This version (emotion2vec_plus_large) uses a large-scale pseudo-labeled data for finetuning to obtain a large size model (~300M),  and currently supports the following categories:
0: angry
1: disgusted
2: fearful
3: happy
4: neutral
5: other
6: sad
7: surprised
8: unknown

# Model Card
GitHub Repo: [emotion2vec](https://github.com/ddlBoJack/emotion2vec)
|Model|⭐Model Scope|🤗Hugging Face|Fine-tuning Data (Hours)|
|:---:|:-------------:|:-----------:|:-------------:|
|emotion2vec|[Link](https://www.modelscope.cn/models/iic/emotion2vec_base/summary)|[Link](https://huggingface.co/emotion2vec/emotion2vec_base)|/|
emotion2vec+ seed|[Link](https://modelscope.cn/models/iic/emotion2vec_plus_seed/summary)|[Link](https://huggingface.co/emotion2vec/emotion2vec_plus_seed)|201|
emotion2vec+ base|[Link](https://modelscope.cn/models/iic/emotion2vec_plus_base/summary)|[Link](https://huggingface.co/emotion2vec/emotion2vec_plus_base)|4788|
emotion2vec+ large|[Link](https://modelscope.cn/models/iic/emotion2vec_plus_large/summary)|[Link](https://huggingface.co/emotion2vec/emotion2vec_plus_large)|42526|


# Data Iteration

We offer 3 versions of emotion2vec+, each derived from the data of its predecessor. If you need a model focusing on spech emotion representation, refer to [emotion2vec: universal speech emotion representation model](https://huggingface.co/emotion2vec/emotion2vec).

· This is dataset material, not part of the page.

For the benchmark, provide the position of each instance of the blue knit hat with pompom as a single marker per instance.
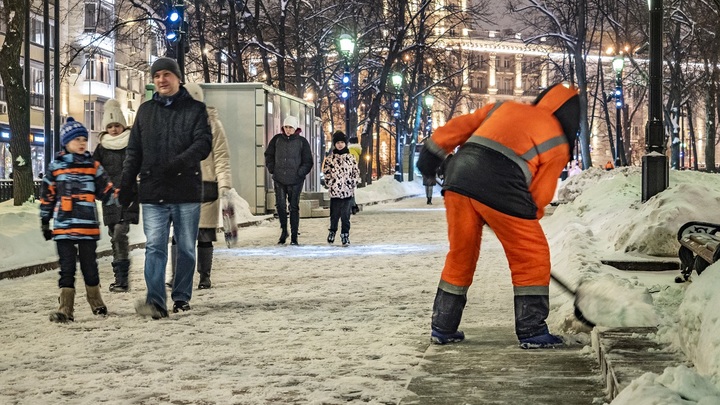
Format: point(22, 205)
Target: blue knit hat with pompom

- emotion2vec+ seed: Fine-tuned with academic speech emotion data from [EmoBox](https://github.com/emo-box/EmoBox)
- emotion2vec+ base: Fine-tuned with filtered large-scale pseudo-labeled data to obtain the base size model (~90M)
- emotion2vec+ large: Fine-tuned with filtered large-scale pseudo-labeled data to obtain the large size model (~300M)

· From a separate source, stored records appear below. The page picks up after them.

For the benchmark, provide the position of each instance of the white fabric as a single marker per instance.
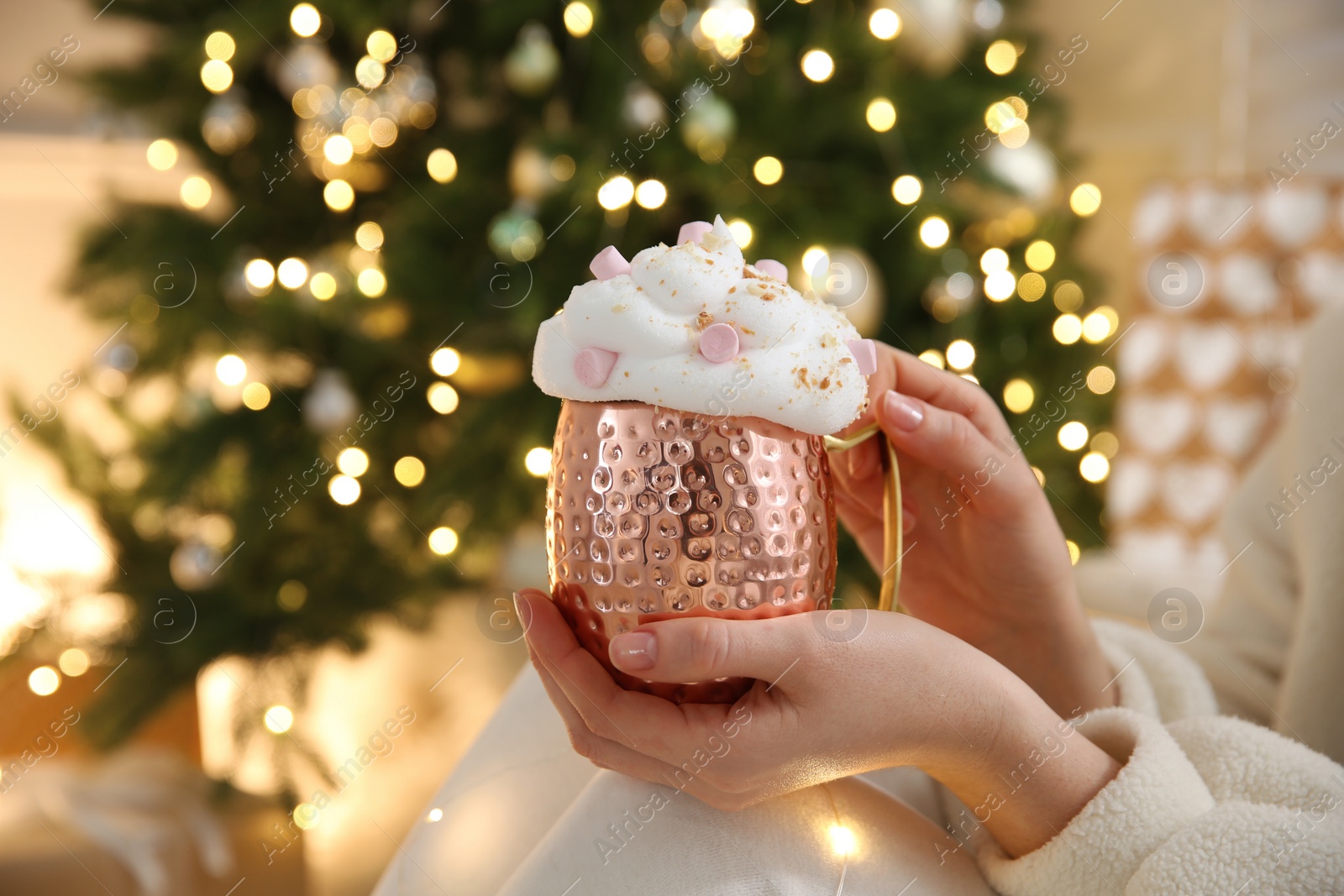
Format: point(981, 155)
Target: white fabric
point(1270, 642)
point(524, 815)
point(145, 808)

The iteration process is illustrated below, culminating in the training of the emotion2vec+ large model with 40k out of 160k hours of speech emotion data. Details of data engineering will be announced later. 

# Installation

`pip install -U funasr modelscope`

# Usage

input: 16k Hz speech recording

granularity:
- "utterance": Extract features from the entire utterance
- "frame": Extract frame-level features (50 Hz)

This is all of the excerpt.